Jesus could have chosen any scripture, any verse, on any day. The day He sat in the synagogue and the scroll of Isaiah was handed to Him, He decided this would be the passage that marked the commencement of His public ministry: “The Spirit of the Lord is on me, because he has anointed me to proclaim good news to the poor. He has sent me to proclaim freedom for the prisoners and recovery of sight for the blind, to set the oppressed free, to proclaim the year of the Lord’s favor” (Luke 4:18–19).
The good news of Jesus has flesh-and-blood implications for the oppressed— not just in heaven, but here on earth, right now. Let’s not gloss over that as we move through the world as His followers. The Lord’s favor looks like the abolishing of poverty, imprisonment, blindness, and oppression. When we fight for the flourishing and wellness and justice of our neighbors, we’re proclaiming the ministry of Jesus.
This ministry announcement echoed through time: the serpent’s head crushed by the heel of Eve’s son; the Passover lamb; the liberator of the enslaved; the serpent lifted up by Moses to heal the sick; the manna and living water in the desert, given to a weary and hungry people; the Suffering Servant and Root of Jesse; the Great Shepherd; the bringer of perfect justice and perfect peace that the prophets foretold; the One the angels rejoiced about, telling lowly, lonely shepherds about the baby who would bring good news to all people.
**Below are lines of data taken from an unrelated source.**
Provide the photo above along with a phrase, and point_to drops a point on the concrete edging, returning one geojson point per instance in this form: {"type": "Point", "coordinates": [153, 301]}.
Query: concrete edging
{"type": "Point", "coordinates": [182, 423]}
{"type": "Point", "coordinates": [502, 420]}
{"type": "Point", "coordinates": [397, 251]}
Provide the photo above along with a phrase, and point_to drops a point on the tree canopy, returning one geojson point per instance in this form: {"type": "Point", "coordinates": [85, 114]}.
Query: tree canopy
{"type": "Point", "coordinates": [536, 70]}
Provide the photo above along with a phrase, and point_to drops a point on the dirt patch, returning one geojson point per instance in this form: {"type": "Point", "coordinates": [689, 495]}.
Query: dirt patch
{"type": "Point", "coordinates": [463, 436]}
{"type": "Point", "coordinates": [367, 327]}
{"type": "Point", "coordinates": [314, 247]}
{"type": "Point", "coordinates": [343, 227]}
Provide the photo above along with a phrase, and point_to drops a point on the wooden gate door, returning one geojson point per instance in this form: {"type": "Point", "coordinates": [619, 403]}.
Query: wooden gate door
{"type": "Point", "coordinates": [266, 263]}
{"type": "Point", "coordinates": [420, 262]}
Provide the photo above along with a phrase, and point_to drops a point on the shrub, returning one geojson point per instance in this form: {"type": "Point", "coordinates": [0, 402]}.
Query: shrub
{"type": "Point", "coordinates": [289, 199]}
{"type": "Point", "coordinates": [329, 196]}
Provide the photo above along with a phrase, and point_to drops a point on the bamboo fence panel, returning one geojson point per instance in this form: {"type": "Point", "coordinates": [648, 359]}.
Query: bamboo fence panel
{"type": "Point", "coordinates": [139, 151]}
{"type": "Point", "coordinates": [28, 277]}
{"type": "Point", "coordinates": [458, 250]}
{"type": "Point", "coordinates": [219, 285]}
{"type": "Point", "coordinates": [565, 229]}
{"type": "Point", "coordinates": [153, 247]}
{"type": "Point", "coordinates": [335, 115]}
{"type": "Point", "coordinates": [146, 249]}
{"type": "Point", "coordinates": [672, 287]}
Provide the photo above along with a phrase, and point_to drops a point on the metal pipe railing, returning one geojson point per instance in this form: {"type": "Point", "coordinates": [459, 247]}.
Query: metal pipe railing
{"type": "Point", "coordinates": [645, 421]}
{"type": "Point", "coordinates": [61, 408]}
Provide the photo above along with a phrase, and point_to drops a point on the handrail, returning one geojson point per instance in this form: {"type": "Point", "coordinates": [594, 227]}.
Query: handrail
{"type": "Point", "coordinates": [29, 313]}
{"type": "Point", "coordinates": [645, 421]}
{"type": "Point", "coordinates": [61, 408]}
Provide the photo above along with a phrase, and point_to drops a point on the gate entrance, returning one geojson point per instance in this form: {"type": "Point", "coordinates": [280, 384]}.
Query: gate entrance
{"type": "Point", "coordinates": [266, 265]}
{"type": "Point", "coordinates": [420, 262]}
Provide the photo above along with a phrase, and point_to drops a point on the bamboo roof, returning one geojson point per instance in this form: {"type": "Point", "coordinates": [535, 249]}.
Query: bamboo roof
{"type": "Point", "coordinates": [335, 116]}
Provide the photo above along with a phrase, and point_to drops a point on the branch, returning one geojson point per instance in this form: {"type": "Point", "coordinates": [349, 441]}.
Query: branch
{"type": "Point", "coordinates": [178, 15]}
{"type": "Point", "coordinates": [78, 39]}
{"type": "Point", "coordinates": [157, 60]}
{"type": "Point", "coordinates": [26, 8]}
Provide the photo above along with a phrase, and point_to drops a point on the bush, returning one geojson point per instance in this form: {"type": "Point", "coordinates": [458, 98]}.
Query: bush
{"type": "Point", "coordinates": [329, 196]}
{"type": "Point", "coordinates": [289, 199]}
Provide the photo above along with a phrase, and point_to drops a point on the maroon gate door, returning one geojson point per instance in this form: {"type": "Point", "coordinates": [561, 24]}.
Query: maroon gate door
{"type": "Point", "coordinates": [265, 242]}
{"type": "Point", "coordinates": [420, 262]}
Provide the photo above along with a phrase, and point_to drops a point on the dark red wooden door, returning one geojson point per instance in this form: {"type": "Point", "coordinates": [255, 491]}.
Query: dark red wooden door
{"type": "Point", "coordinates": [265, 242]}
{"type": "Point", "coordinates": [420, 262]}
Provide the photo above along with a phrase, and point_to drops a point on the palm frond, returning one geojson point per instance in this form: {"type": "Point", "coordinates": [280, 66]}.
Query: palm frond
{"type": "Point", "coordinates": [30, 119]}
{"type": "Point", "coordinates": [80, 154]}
This Jesus ministered to the hungry, the humble, the sinners, the poor, and the diseased—the people with no pretense of being able to repay His kindness. The ones acutely aware of their need, their brokenness.
He brought His disciples along to show them that sharing the good news is as impossible as feeding five thousand or giving sight to a person blind from birth. We cannot do it—not without Him.
He was lifted up, crucified, to show us the cost of pursuing righteousness in a broken world.
But He did not stay dead. He rose again with all power, and that teaches us too— why not give this body and soul to relentlessly follow the Savior, when, after all, His Spirit will raise us too?
And He asks us as He asked Peter, post-resurrection: Do you love Me? Feed My sheep.